Morning all. Its rather gloomy today :( bring back the sun! I had a lovely ginger tea sitting in the garden still this morning before starting work which was lovely. I love my ginger tea first thing.

I'm not feeling on top form today, don't know why. I'm feeling tired and in need of a holiday and just fed up. Maybe it's becasue Holby wasn't on lol. Oh well. I would normally console myself with food but not today. I am changing this pattern if it kills me!

Food plan today is:

B - eggs, 2x Heck Sausages and watermelon
L - Sugar snap peas, turkey bolognaise,
D - Sweet potato wedges with something - not sure yet!

Hope you all have a good day x
 
Back again. Decided to come on here and write some thoughts instead of eat! I don't know what is wrong with me today. I feel like I have zero energy and I'm really wanting to binge on sugar. I guess that is my body telling me I need energy? Or maybe it's bad habits?! Who knows. But I'm practicing being mindful and thinking through the decision to eat logically. I keep saying to myself if I choose to binge it's just another day away from my final goal and I will be choosing pleasure today instead of a greater pleasure in the future. I honestly wish i didnt have to talk to myself like this and that food meant nothing to me because it is exhausting!

So I'm battling on. If I don't I will never change and I'm not happy at this size.

Help!!
 
You’ve got this 😊 do you stay for the meetings in slimming world?
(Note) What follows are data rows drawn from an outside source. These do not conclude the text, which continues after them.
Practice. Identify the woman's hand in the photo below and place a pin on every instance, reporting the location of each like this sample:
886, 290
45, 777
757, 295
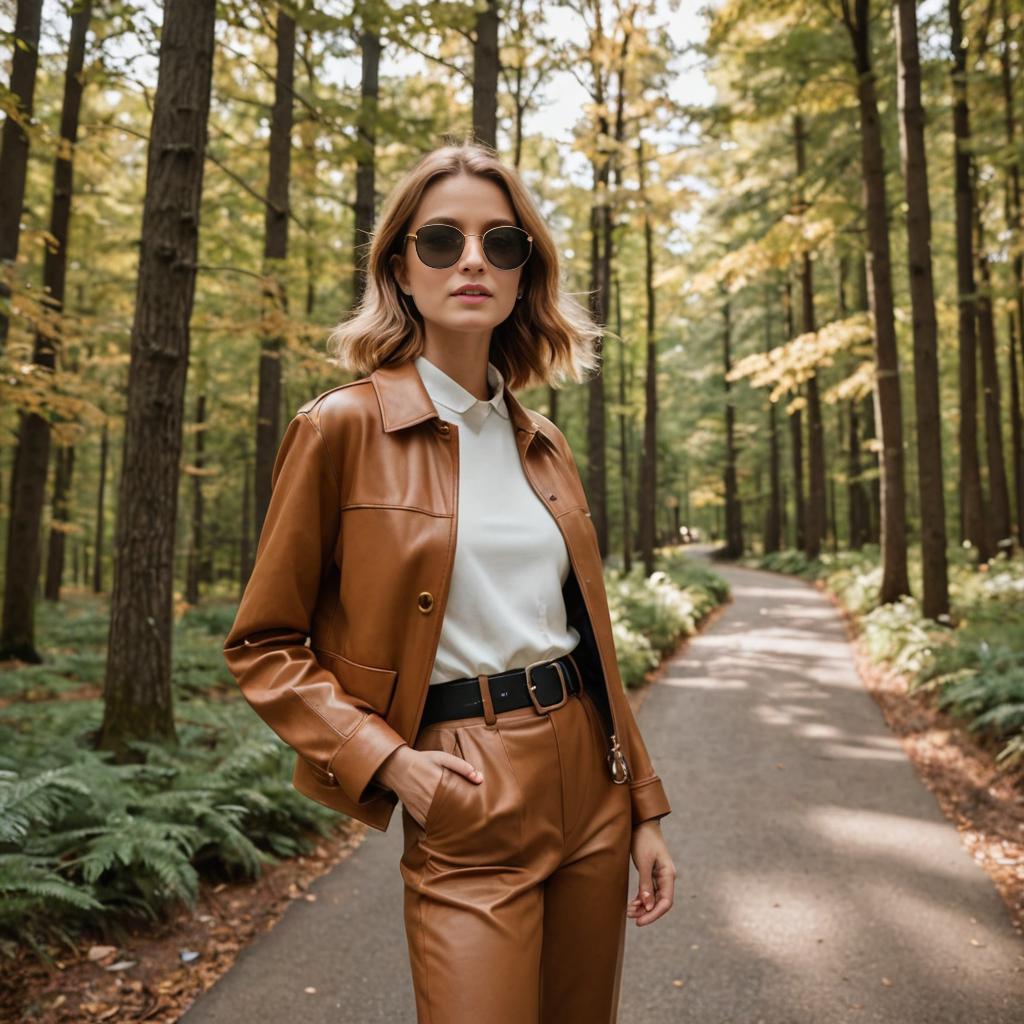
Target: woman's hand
415, 775
657, 873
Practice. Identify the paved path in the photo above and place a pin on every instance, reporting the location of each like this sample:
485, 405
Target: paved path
819, 881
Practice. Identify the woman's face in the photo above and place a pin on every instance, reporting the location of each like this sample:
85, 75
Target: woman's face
472, 204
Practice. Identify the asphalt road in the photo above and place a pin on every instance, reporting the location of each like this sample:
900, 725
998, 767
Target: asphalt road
819, 883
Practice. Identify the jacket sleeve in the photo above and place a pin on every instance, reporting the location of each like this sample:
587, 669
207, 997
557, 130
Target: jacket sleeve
647, 795
266, 647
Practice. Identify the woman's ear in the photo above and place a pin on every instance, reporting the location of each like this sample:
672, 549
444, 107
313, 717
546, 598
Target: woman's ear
398, 269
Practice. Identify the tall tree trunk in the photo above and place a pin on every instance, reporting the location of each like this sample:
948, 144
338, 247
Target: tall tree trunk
366, 151
14, 145
97, 554
196, 574
625, 474
773, 519
1015, 317
926, 357
998, 491
648, 465
246, 532
888, 406
138, 702
815, 525
796, 434
972, 507
274, 254
28, 488
64, 472
733, 511
485, 67
856, 502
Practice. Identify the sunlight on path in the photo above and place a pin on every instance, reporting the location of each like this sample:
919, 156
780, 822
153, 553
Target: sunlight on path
818, 880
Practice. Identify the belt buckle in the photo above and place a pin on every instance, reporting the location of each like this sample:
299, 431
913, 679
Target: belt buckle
531, 689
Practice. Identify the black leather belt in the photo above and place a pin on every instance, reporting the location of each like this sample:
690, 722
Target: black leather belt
547, 685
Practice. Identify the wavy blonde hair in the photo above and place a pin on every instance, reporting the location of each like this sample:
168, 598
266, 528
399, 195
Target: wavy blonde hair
548, 338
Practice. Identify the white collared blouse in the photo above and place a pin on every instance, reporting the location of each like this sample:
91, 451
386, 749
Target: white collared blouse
505, 607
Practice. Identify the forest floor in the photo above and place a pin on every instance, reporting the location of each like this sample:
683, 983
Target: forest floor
818, 879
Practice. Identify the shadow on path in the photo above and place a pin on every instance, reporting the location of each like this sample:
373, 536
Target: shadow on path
819, 882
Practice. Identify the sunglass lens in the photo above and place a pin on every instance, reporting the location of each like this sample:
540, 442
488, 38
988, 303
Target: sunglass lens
507, 248
438, 245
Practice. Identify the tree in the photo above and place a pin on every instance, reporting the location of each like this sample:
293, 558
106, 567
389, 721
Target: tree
137, 690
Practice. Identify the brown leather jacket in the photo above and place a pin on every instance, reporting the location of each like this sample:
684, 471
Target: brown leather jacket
335, 637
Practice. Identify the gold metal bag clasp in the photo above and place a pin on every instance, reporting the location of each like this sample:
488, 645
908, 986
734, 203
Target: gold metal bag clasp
616, 763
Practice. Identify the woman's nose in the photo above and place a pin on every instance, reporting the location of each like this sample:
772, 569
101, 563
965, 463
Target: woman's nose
472, 254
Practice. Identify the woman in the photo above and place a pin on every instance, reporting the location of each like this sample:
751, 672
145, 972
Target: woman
492, 707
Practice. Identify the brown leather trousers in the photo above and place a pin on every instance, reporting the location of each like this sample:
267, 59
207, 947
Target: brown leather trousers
515, 891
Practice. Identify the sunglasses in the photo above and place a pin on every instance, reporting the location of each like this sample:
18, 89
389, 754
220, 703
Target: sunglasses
439, 246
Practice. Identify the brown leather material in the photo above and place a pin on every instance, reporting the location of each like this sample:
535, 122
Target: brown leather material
515, 888
337, 631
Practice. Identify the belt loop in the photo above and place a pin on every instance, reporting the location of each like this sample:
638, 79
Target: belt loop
488, 708
578, 672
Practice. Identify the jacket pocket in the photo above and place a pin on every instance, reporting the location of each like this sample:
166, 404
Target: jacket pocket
373, 685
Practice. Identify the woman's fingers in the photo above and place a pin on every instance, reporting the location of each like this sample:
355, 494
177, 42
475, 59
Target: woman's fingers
463, 767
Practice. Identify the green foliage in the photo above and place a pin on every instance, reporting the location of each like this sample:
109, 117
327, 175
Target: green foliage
649, 614
83, 840
976, 670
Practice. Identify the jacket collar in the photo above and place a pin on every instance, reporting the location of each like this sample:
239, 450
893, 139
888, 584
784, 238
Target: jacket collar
404, 401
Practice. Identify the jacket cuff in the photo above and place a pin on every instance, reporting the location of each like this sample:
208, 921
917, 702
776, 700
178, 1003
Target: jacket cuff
355, 762
648, 800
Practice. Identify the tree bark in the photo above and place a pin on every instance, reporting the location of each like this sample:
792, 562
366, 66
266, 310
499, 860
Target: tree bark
276, 214
815, 524
138, 701
366, 151
998, 489
935, 599
485, 68
648, 465
972, 511
733, 511
14, 145
32, 457
888, 406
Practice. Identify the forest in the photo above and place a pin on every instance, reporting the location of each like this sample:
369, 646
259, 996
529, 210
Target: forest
799, 223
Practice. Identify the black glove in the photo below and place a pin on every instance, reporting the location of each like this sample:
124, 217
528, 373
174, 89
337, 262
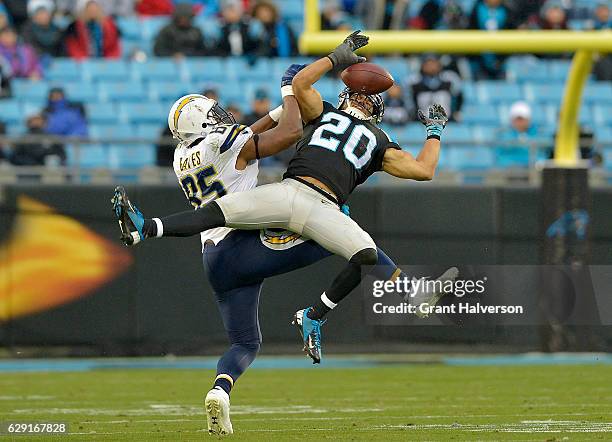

That’s normally enough to stop me from binging as I know my consultant will be asking how I got on this week :eek: I’ve got my weigh in tonight (which is rubbish I have to go to a night time one) but that’s stopping me right now from heading to the cupboards.
 
Hi there! No I am doing online. There is an online chat with a consultant every week but not tried it yet. I couldn't find a class near that I could get to sadly.

I'm just going to have some fruit :)
 
Final check in of the day! I feel totally different to how I did this afternoon, its amazing! And I feel quite energetic this evening. But best of all I have stayed on plan and I really feel proud of myself.

I have come in at a total of 14.5 syns :) I have eaten a lot of fruit today hut ithas stopped me having naughties so im hoping I wont have done too much damage.

Tomorrow I am at a training day but this time we take our own lunch so that is good. I am going to try and be syn free all day as I am going out for dinner with a friend. Not sure where yet so cant plan and want maximum wriggle room. thinking most places will do a steak and salad or something similar so i hope to stay on plan.